Since our situations are so similar (ya with the caveat that every one is different), can you share some of what you experienced? How did you find your tumor, via regular mammo, or you found it yourself? Did you have that dye injection , how was it, pain and everything wize? How was the surgery? What was your physical condition before surgery? In shape? Not in shape? Normal weight, thin, or overweight? And how was the experience of chemo? You seem to write about it in very effortless way, which Im sure it was not. Also what do you mean by HER2+++?

And most important HOW are you feeling now?

Thanks for your kindess and taking the time to post and talk to me.

Diane

hestko76
Posts: 2
Joined: Nov 2012

Hi Diane,
This definition tells you what HER2 is. You will see that this type of cancer IS NOT inherited, so gene testing for others in your family is not warranted.

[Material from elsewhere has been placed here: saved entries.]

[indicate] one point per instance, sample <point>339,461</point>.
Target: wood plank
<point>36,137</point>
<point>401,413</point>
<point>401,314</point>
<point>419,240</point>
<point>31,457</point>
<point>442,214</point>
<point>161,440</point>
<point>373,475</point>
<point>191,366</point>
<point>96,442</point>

HER2-positive breast cancer is a breast cancer that tests positive for a protein called human epidermal growth factor receptor 2 (HER2), which promotes the growth of cancer cells. In about 1 of every 5 breast cancers, the cancer cells make an excess of HER2 due to a gene mutation. This gene mutation and the elevated levels of HER2 that it causes can occur in many types of cancer — not only breast cancer. This is a gene mutation that occurs only in the cancer cells and is not a type of mutation that you can inherit from a parent.

My tumor was found with a mamogram. You can't feel a tumor until it is 1 cm, and you can't see it on a mamogram until it is 5 mm. Sometimes, with large breasts, it can't be felt at 1 cm, either.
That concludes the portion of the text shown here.